Saturday, November 28, 2009

Russia - Day 7

Today I woke up at an impossibly early time, and tossed and turned in bed until I could bear it no longer. I started early for the meeting with the tour to Novgorod, under a crisp night sky. I got there at 7:30, just as a light rain set in. I waited patiently until short before 8 am, and then puzzled at the fact that other tourists were nowhere to be seen. I attempted to ask one of the ladies in the kiosk where I had booked the excursion, but she shrugged and uttered a stream of incomprehensible Russian pointing to another (closed) kiosk and the place where the bus was expected to appear. So I waited somemore with a sinking feeling that I had been had. Finally the kiosk I had been referred to opened at 8:30 so I could try to find out about my excursion.
Another stream of Russian, where I seemed to detect the info that the tour had been canceled for lack of people, and an offer for an alternative tour to Vyborg. OK, so Vyborg it is, although I had no idea where that was.

We drove out of Peter (that is what we Russians call St. Petersburg) into a landscape of rolling hills covered with aspens, in between which there were small hamlets with ancient but very large wooden houses, as well as others with modern "dachas" (Russian for countryhouse) of a modern vintage. It took me a while to realize I was driving over the Fennoscandian Precambrian shield, heading for Finland!

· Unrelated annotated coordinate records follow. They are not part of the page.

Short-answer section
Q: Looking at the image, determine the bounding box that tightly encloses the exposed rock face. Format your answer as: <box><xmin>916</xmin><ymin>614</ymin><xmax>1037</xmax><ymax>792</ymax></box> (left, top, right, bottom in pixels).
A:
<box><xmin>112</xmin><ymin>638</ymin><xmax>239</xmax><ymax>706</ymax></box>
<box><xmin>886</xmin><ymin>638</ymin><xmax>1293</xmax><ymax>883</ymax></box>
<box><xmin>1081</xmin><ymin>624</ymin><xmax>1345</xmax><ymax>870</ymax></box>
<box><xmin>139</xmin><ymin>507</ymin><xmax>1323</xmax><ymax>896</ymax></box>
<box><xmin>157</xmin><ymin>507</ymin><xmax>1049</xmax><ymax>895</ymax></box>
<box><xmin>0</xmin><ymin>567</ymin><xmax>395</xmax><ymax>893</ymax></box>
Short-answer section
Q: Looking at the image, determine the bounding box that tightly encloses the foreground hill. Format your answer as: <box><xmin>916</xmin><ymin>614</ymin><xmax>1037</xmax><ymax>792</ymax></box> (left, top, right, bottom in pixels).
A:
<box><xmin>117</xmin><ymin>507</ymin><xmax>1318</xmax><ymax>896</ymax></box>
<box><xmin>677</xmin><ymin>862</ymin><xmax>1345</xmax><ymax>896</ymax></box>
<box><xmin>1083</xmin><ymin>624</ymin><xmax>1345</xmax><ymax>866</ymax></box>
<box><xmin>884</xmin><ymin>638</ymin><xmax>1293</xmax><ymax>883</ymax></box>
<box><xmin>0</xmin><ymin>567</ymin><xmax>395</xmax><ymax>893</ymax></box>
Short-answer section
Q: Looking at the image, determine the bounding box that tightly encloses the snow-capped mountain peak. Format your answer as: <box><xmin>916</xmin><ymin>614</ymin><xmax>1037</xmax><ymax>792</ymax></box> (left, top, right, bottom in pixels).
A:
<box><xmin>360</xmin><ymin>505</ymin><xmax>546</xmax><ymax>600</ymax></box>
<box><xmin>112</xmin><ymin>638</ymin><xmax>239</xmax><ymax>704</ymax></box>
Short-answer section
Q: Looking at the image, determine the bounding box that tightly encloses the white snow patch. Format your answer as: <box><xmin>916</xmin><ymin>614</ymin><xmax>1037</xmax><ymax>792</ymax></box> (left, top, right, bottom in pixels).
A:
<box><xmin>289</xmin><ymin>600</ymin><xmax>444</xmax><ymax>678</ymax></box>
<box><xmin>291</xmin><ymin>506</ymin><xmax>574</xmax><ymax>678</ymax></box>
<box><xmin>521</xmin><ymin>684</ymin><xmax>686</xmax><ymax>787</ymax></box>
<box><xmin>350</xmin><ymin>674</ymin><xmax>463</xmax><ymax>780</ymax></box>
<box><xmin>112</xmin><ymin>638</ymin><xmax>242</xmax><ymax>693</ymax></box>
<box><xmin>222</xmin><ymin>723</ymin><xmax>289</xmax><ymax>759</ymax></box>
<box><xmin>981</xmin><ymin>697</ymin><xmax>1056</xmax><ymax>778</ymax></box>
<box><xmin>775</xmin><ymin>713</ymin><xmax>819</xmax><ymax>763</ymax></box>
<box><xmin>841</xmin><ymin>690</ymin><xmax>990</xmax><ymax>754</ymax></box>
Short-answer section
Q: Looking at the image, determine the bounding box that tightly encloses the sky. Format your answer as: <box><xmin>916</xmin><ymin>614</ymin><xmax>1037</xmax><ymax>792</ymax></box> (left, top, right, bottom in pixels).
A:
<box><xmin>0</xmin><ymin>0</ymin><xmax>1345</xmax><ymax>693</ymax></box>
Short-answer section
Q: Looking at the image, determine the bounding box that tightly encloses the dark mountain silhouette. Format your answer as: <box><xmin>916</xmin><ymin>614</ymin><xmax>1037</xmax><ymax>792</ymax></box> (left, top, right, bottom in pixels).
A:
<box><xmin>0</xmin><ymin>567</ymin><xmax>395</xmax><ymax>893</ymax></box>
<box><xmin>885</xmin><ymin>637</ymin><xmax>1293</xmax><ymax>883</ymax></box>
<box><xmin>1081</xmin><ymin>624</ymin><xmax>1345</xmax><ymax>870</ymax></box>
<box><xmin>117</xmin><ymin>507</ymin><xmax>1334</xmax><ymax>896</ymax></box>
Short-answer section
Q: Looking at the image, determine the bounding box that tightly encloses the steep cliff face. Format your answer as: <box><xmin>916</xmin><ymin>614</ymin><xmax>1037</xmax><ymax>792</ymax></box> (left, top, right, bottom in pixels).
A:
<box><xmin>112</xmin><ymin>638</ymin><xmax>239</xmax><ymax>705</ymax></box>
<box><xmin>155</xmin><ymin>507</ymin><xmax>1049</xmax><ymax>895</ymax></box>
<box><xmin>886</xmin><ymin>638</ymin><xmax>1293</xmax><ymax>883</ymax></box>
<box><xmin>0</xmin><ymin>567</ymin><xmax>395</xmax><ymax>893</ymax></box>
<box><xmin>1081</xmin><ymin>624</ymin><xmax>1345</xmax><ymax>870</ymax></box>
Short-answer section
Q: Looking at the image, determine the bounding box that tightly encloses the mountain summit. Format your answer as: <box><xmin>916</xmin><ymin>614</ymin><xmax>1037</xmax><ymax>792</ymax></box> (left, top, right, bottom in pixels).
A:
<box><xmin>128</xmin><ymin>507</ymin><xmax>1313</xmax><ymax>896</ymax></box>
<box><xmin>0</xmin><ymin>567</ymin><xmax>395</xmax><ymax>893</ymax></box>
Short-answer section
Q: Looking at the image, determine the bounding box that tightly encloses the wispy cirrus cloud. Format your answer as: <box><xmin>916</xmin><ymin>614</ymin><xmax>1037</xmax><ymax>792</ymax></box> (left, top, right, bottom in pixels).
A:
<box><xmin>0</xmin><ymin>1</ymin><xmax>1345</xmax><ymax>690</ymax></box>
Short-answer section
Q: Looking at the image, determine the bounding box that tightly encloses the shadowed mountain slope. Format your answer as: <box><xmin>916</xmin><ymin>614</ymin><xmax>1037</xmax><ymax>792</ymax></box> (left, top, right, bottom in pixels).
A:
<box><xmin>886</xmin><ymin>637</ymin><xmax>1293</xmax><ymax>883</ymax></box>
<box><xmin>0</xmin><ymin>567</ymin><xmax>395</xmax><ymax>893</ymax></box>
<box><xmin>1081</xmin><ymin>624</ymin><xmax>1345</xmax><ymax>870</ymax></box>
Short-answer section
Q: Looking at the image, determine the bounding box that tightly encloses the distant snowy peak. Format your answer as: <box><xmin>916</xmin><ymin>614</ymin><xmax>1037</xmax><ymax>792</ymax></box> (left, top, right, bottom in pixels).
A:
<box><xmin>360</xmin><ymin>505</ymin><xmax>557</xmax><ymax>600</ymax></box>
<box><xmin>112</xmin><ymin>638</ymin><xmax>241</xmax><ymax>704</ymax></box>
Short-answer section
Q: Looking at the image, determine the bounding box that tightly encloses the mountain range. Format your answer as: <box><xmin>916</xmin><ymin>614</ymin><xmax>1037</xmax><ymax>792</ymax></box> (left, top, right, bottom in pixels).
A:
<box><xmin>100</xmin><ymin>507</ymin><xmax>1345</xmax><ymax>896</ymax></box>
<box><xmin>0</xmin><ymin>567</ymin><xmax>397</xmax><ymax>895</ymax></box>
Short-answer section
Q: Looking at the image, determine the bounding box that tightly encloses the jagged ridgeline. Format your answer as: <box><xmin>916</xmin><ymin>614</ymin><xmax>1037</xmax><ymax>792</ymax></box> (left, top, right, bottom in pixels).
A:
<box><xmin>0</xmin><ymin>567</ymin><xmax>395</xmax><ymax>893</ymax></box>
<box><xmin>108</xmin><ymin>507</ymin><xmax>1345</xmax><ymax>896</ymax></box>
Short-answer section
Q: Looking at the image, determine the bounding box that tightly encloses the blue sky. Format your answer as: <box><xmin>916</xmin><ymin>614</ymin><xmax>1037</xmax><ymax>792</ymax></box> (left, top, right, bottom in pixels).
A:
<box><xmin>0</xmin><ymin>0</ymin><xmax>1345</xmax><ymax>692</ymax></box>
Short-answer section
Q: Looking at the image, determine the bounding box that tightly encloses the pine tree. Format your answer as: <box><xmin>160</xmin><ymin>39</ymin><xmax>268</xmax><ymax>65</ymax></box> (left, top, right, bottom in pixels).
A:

We never made it across the border, but Vyborg is as close as you can get to Finland without leaving Russia. It was first established by the Swedes in the middle ages, at a time when Sweden had control over Finland (their language are very different, so very likely Sweden had annexed Finland before the 12th century), then Peter the Great conquered it, then Finland became independent and took it over, then Russia stepped onto Finnish territory, then the Finns got it back, and finally it became a permanent part of Russia after World War II.

The end result is an Medieval city with strong influences from both Finland and Russia. For example, all tourist signs are in both Russian and Finnish). The city sits in a small bay, in the innermost corner of the Baltic Sea (or the Gulf of Finland), and has been a very important trading port since antiquity. There is a water castle, of course, to defend the entrance to the small bay, which now houses a historical museum.

The visit was pervaded with a constant cold rain, but that didn't stop our plucky guide (who spoke uninterruptedly for the two hours it took us to get there) and her brave group of tourists to go splashing through the town. I was very glad for my Gortex jacket all along! A friendly young man figured out I was in lala land with respect to the perorations of the guide, so he very kindly translated the main points (including the instructions on when and where we were to meet for the trip back!).

We also stopped at a park called Mon Repos (My Rest), where the local prince had his time off. A very pretty natural park with lots of small fake Greek temples and kiosks overlooking the complex shoreline. It was while I was at one of these kiosks that it came to me: I was looking at a glaciated landscape over the Fennoscandian shield. The small hills were rochee moutonnes, stripped of their cover by the continental glaciers, and the complex shoreline was a fjord developed on the field of rochee moutonnes. I have never felt so close to the Ice age!